Balik kepada teman saya tadi. Ketika saya bilang padanya untuk segera move
on, jawaban yang keluar dari mulutnya sungguh mantap dan cepat. Katanya tentu
dia akan segera bangkit dan tak akan diam di titik ini lama-lama. Baguslah
pikir saya, walau jujur agak ragu juga. Tapi kemudian ucapan itu terbukti. Tak
sampai setahun berlalu dengan wajah cerah dia menggandeng seseorang, calon
suaminya. Sekali lagi saya berpikir baguslah. Tapi ternyata tak semua orang
sependapat dengan saya. Suara-suara mencela muncul, intinya mereka bilang
terlalu cepat dan mengabaikan perasaan anak-anak. Mereka mulai berpedapat tanpa
diminta, juga mengenang betapa baik si mendiang. Ehmmmm .... jujur saya malas
berkomentar soal yang begini. Soal baik atau tidak rasanya tak berhak menilai.
Saya mah percaya-percaya saja keputusan seperti itu telah melalui proses
berpikir yang serius. Dia berhasil move on. Lhah kok ternyata justru
orang-orang di sekitarnya yang masih belum berhasil move on ya?
Masalah move on ternyata tidak melulu masalah hati perorangan. Move on juga
dikenal dalam masalah politik. Tidak percaya? Mari saya jelaskan. Pilpres 2014
yang lalu bagi saya adalah Pilres yang sangat brutal. Bangsa ini seakan
terbelah menjadi dua kubu sesuai kandidat jagoannya. Dan parahnya, suasana jadi
panas sekali karena keduanya saling menjelekkan demi mengangkat pamor
jagoannya. Dunia maya bagaikan medan perang; panas dan kejam. Berita negatif
bertebaran dimana-mana. Entah apakah itu kampanye model seperti itu berhasil
menarik pemilih dan membuat para kandidat terlihat luar biasa, yang pasti itu
malah membuat saya berbalik arah. Awalnya saya cukup bersemangat menyambut
Pilpres dan berniat menjatuhkan pilihan pada salah satu pasangan kandidat. Tapi
kemudian kebrutalannya membuat saya muak. Saya putuskan tidak memilih siapapun
dan menerima siapapun asal semuanya segera berlalu. Puji syukur ada event World
Cup. Jadilah saya memfokuskan perhatian pada sepak bola.

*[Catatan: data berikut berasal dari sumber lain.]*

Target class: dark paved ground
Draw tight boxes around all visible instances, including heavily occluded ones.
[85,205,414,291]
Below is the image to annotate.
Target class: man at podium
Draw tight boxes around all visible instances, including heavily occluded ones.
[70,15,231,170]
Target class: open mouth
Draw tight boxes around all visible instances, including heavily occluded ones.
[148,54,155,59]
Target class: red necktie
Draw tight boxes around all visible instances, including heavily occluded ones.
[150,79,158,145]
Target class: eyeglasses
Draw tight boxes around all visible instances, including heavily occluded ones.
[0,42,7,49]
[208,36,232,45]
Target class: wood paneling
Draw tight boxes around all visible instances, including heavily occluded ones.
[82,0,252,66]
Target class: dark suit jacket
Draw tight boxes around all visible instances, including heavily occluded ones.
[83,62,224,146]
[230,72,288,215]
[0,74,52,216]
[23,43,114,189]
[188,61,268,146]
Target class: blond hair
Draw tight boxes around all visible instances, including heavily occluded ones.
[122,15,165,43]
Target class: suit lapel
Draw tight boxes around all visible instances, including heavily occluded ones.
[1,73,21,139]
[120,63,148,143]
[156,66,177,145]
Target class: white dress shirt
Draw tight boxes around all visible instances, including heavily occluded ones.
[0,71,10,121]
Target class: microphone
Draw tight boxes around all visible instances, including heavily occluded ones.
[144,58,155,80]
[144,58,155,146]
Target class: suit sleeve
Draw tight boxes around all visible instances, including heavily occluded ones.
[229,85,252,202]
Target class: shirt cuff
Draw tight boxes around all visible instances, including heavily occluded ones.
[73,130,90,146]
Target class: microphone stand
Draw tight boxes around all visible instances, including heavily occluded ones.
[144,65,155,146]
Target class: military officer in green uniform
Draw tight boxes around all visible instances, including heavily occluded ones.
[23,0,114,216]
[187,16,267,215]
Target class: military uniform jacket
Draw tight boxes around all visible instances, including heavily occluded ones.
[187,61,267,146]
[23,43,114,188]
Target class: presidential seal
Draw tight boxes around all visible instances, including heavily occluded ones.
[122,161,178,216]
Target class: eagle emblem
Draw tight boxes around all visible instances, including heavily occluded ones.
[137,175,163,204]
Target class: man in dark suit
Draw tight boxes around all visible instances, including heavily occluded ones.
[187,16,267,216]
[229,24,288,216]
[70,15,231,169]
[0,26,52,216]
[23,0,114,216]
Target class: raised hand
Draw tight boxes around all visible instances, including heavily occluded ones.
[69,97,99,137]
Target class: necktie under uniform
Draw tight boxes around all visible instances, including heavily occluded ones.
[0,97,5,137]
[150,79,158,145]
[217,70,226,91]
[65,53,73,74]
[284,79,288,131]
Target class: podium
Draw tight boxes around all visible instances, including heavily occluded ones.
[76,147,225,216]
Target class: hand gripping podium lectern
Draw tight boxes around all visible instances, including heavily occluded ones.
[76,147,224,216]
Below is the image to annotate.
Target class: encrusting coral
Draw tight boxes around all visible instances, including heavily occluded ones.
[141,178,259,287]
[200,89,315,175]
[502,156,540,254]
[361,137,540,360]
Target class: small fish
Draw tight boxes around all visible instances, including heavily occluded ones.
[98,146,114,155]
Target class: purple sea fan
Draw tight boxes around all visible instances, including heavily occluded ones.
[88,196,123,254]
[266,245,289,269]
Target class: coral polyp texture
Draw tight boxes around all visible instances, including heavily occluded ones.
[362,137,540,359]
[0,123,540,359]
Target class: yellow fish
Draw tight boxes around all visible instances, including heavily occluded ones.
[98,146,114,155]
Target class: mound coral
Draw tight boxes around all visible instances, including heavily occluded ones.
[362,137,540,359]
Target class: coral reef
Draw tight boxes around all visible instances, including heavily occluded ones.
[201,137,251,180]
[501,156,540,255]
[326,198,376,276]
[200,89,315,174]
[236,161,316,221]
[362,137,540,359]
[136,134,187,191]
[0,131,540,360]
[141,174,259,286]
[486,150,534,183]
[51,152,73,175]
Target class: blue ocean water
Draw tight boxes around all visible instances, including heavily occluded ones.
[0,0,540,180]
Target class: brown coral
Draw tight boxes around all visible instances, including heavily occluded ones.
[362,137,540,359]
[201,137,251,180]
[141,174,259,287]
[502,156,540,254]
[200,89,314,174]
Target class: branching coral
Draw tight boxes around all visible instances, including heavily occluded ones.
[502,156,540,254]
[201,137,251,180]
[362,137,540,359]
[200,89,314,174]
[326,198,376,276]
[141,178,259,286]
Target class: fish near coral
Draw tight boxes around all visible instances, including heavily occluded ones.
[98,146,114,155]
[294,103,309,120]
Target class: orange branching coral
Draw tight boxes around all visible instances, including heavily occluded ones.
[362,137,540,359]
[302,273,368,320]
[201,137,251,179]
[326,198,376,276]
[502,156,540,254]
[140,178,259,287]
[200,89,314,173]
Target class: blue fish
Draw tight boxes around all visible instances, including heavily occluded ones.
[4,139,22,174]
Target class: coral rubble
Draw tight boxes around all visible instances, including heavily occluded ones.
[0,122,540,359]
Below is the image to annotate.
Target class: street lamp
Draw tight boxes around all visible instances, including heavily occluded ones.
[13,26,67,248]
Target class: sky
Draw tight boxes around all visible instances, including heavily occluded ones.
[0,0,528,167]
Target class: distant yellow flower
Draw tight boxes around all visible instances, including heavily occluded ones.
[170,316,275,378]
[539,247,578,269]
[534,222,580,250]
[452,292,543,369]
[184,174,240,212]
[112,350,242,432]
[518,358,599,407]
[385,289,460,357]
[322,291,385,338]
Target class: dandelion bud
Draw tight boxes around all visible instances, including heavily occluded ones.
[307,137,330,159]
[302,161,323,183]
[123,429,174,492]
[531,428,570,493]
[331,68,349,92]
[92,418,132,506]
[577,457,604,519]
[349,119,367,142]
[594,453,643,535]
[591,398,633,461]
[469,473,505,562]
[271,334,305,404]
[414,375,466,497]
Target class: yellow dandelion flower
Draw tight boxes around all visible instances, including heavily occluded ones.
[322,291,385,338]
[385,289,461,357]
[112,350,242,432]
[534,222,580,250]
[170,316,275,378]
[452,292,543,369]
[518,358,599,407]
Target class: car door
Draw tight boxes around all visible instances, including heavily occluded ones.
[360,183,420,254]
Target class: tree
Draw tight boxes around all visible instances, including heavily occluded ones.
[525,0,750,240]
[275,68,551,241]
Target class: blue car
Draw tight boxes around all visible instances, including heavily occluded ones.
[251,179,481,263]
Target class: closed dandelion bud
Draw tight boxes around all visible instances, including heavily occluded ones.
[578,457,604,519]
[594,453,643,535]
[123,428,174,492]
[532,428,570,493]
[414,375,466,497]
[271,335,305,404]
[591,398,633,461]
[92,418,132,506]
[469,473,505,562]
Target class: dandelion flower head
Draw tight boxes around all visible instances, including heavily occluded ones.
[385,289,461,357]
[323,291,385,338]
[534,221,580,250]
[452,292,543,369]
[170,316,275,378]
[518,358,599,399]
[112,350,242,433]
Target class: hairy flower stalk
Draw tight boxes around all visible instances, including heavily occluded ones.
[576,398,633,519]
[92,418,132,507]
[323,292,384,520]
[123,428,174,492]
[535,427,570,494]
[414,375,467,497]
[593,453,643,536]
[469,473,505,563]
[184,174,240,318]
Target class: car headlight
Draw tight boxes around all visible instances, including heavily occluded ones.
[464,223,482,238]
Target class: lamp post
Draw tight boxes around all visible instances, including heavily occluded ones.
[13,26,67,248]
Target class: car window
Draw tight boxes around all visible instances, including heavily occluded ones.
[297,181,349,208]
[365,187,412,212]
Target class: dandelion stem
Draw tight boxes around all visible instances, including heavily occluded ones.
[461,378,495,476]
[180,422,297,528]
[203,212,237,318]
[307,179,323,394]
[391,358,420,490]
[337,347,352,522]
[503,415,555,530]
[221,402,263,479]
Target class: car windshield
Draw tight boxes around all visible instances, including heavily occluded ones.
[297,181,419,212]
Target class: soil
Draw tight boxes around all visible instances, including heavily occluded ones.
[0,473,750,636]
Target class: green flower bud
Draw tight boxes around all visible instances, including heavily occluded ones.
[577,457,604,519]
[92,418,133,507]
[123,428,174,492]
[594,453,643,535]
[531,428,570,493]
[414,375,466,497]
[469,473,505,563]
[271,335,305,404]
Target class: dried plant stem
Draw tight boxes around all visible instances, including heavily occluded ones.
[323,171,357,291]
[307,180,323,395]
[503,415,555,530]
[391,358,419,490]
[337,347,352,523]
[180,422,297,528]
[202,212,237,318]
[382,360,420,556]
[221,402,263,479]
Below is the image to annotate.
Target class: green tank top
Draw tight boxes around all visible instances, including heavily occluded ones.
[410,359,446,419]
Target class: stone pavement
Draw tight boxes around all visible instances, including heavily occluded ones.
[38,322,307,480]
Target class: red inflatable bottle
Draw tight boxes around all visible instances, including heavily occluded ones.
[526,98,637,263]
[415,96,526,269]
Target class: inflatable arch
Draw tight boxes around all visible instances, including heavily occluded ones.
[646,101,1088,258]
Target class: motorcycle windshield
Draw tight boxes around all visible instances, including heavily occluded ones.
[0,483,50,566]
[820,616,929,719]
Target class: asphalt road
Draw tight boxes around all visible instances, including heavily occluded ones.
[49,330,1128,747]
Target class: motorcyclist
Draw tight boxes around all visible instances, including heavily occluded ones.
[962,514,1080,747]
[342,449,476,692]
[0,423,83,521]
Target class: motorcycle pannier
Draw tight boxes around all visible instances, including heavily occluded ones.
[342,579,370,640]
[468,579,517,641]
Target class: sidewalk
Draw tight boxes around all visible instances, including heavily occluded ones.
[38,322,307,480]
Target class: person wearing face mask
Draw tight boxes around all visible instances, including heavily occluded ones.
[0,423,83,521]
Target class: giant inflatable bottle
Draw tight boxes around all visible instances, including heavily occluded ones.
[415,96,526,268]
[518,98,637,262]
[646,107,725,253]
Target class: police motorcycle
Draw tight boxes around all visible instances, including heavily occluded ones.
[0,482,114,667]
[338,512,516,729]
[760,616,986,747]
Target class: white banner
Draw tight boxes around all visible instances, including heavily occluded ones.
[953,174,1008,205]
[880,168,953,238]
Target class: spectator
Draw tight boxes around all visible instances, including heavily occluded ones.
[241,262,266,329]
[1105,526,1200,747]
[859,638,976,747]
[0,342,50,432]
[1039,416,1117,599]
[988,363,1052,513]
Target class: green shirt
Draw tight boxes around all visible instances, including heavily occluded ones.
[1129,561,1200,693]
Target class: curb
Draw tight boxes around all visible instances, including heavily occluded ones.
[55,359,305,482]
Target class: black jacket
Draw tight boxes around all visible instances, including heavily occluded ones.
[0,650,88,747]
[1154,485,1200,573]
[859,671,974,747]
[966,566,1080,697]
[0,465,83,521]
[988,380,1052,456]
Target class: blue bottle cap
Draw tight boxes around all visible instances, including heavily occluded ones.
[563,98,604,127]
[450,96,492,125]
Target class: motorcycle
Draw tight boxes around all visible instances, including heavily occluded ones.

Begitu Pilpres usai eh ternyata suasana masih panas juga. Gonjang-ganjing
penghitungan suara yang dinilai penuh rekayasa yang berbuntut ini itu. Lalu ribut-ribut
di parlemen yang sampai ketika saya menulis ini masih tak selesai juga. Itu level
elit politik. Di level-level bawahnya lagi para anggota partai tak kalah giat
dalam hal memanaskan suasana. Lagi-lagi dunia maya menjadi arenanya. Lihat bagaimana
media sosial penuh dengan berita ini itu yang nadanya miring terhadap
pemerintah. Okay saya mengerti maksudnya adalah mereka berperan sebagai oposisi
bagi pemerintah yang berkuasa yang notabene kubu mantan lawan mereka semasa
Pilpres tempo hari. Tapi kok ya menjadi oposannya begitu amat. Saya tidak membela
siapa-siapa. Cuma saya kok merasa sebagai oposisi para politikus di media
sosial ini kurang elegan mainnya, kalau tidak mau dibilang kurang cerdas. Lihat
cara mereka yang seragam : men-share berita yang sumbernya satu, yaitu situs
partai mereka sendiri. Jadi mereka sekedar membenarkan apa yang diomongkan oleh
partai lalu membelanya mati-matian seakan itu adalah hal benar yang sudah
tertulis dalam kitab suci. Oalahhhh.... mbok ya lebih elegan tho, sekali lagi
kalau tidak mau dibilang mbok ya lebih cerdas. Dan parahnya, sering sekali yang
dibahas adalah hal remeh temeh yang tak penting dan tak bermutu sama sekali,
yang akhirnya malah jadi penyerangan terhadap pribadi atau malah pembunuhan
karakter. Saya jadi mikir apa mereka tak punya cukup otak untuk berpikir
sehingga ketika disuruh elit partainya untuk men-share berita langsung saja
dilakukan tanpa ada merasa perlu untuk membaca dan mempertimbangkannya lagi? Satu
logika saja, jika kita berniat untuk menjadi oposan yang berbobot, ya paling
tidak rujukannya nggak cuma satu sumber yang subyektif begitu dong.... Apa
mereka paling tidak merasa anehlah ketika sebagai oposisi yang dikritisi cuma hal-hal
remeh temeh yang tak mendasar seperti itu?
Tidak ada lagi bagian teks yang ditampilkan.